Confucius would be astounded: special housing complexes for the elderly have sprung up in China. Statistically, they are a blip, but an astonishing blip. For centuries, ancient rules dictated children’s responsibility to their elders, and children obeyed. Several generations often lived under one roof.
Consider some numbers: today, there are roughly 266,000 nursing-home beds—up from almost none 30 years ago. In 1980, Nanjing had three nursing homes; in 2009, it had 140.
Consider, too, the edicts that have sought to codify ancient rules of filial duty. In 1996, China officially required children to care for aged parents. A subsequent proposed amendment mandated that children visit their elderly parents regularly or risk a lawsuit. A regulation in Jingua forbade children from forcing parents to give them money.
In China, the role of the family has shifted. Roughly 40 percent of elderly people now live alone, not in multigenerational households.
An aging population, coupled with urbanization, has spurred this shift. One hundred seventy-eight million Chinese are over age 60; more than 11 percent of them are over age 80. By 2050, demographers forecast that 450 million Chinese will be over age 60. In 1979, China enacted a one-child policy for the ethnic Han majority. Today, the 4:2:1 ratio has realigned responsibility: One child must often care for two parents and four grandparents. Siblings are uncommon, increasing the burden on the working generation.
As for cities, demographers predict that within 30 years, 70 percent of the population will be urban—up from 45 percent today. The McKinsey Global Institute predicts that by 2025 China will have 15 cities with 25 million people each.
The impact of these trends on the elderly is profound. When young people move to the cities for jobs, they often leave elderly parents alone in their villages. Indeed, the urban migration of working-age children has left rural China far “grayer” than its cities. Even when they move to cities with their children, grandparents are often left alone during the day. Consequently, in the “new China,” the need—or demand—for senior housing is real.

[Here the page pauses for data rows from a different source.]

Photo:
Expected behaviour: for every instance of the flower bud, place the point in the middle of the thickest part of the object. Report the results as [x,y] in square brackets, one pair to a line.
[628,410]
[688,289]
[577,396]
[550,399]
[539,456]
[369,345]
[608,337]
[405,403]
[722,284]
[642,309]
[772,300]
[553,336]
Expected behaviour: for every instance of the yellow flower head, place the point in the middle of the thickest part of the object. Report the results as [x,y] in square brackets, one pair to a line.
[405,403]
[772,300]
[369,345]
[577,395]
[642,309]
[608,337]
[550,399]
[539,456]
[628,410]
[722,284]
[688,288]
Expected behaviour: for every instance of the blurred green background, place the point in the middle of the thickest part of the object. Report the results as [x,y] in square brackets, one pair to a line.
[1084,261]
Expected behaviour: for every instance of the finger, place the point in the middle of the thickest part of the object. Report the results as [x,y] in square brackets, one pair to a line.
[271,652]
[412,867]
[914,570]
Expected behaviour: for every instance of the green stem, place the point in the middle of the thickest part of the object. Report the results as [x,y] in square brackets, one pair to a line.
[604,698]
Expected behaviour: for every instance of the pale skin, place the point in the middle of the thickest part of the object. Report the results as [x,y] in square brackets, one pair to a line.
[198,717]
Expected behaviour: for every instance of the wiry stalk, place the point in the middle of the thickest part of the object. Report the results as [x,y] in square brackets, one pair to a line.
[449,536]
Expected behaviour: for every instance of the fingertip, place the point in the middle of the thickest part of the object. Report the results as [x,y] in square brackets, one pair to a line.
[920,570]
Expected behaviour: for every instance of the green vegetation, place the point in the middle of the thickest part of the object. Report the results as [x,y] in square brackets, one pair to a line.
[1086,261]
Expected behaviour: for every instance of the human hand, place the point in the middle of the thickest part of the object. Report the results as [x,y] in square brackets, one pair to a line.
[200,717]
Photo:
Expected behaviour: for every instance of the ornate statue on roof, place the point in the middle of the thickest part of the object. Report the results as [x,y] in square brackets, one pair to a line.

The country must now create the supply. As in the United States, financing is key. Who will pay to build these facilities? To operate them? To live in them? Will anybody make a profit? A loss? Who will absorb the loss? Currently, the Chinese government subsidizes the construction of nonprofit facilities. A proposal has been put forth to allow nonprofit facilities, after three years of operation, to be sold to a profit-making entity.
China has sought out foreign investment capital. Some familiar names in western housing—Emeritus (based in Seattle), Fortress Investment Group (based in New York), and Life Care Services LLC (based in Des Moines)—have been invited to the discussion, with different possible roles, as funders, operators, or consultants. So far, some facilities have been hybrids, blending public and private dollars; others have been privately owned.
The financial support of housing for seniors in China, as in the United States, must weigh public versus private risk. To date, a few publicized failures have hovered over investors. For instance, Shanghai Holiday Retirement Housing, a joint for-profit Chinese-American venture, closed after three years. Augustinum, a German company, planned to open in 2010, but withdrew. A Rong-D International Investment plan for housing turned into a vacation community. Yet other buildings still rise. In Shanghai, for example, Emeritus (under its Chinese arm, Cascade Healthcare) plans to open the first American-operated assisted-living complex in China.
Understandably, the luxury market is the most robust. A small percentage (in China, that number still totals millions) of the elderly who want to live in an expensive “retirement community” can afford to pay for it. Developers have tapped into this market.
For the great majority who cannot pay, however, the government is discussing pensions, subsidized health care, and rental subsidies—topics familiar to Americans in the housing industry.
In a world that Confucius wouldn’t recognize, China is working to maintain the dignity of its elders.